Клара Фехер - Море
Балинт, стоявший до сих пор молча у стола и перебиравший пальцами кружевную скатерть, раздраженно вскинул голову.
— Выходит, вы, мама, считаете преступной священную инквизицию, сожжение еретиков? Вы, мама, может быть, стали бы защищать перед ликом Иисуса Христа даже торгашей?
— Сын мой, тот же самый Иисус Христос учит, что надо любить своего врага и что того, кто бросит в тебя камень…
— Полно вам, мама, прекратите свои разглагольствования. Лучше скажите…
— Когда нам дадут пообедать? — перебил Гашпар.
— В два часа.
— Тогда мы сходим к Яраи.
— И я бы не возражал, если бы молодые господа ушли, — начал Марьяи, — мне хотелось бы поговорить с вами наедине.
— Ну, в чем дело?
— Изволите помнить Шпитцей из Байя. Наши старые клиенты.
— Разумеется.
— Они бежали из концентрационного лагеря и сейчас скрываются здесь, в Будапеште. На первых порах они жили у кого-то из своих знакомых, но теперь им некуда деваться. Здесь, кроме Шпитца, его шурин с женой и двумя сыновьями.
— А я чем могу им помочь?
— Городской склад сейчас все равно пуст, их можно было бы спрятать там.
— На складе? Да ведь там нет ни постелей, ничего.
— О, им не до постелей. Кто спасает свою жизнь, тот проспит и на голой земле. Речь идет всего лишь о нескольких днях… Если бы вы, сударыня, согласились и изволили дать мне ключи…

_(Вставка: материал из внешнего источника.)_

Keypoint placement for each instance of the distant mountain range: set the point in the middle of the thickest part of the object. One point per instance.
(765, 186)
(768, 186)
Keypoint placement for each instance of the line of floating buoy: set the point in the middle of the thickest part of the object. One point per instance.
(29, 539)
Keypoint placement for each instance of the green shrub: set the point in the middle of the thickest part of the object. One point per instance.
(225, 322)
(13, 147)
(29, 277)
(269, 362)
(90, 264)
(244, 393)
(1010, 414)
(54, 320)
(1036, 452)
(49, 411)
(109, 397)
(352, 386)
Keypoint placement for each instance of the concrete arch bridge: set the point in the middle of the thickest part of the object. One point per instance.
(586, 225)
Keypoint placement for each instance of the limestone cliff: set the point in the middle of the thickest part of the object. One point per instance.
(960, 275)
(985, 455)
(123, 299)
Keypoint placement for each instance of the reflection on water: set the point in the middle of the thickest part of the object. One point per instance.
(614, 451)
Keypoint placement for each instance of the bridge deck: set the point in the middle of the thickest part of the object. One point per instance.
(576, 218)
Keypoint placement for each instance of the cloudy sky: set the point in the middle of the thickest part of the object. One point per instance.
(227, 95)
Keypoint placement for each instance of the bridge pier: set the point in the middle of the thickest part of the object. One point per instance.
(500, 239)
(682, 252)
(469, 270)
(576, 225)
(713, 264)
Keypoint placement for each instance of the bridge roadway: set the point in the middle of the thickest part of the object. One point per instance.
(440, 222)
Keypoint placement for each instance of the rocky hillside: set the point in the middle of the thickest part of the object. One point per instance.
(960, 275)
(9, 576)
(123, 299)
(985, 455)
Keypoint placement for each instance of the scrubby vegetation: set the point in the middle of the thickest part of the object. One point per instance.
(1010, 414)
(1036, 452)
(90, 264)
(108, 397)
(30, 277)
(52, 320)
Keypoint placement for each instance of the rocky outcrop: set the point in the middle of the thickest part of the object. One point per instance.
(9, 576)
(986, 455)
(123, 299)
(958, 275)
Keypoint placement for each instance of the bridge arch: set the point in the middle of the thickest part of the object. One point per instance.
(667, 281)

— Разумеется. И когда вы собираетесь перевести их?
— Как только стемнеет.
— Только, бога ради, будьте осмотрительны, чтобы кто-нибудь не заметил. Да и у дворника есть ключ… погодите, не просите у него, это вызовет подозрение. Лучше отдайте Шпитцам ключ и от внутренней двери красильного отделения. Пусть прячутся там и очень осторожно ходят в туалетную, только чтоб не поднимали шума и…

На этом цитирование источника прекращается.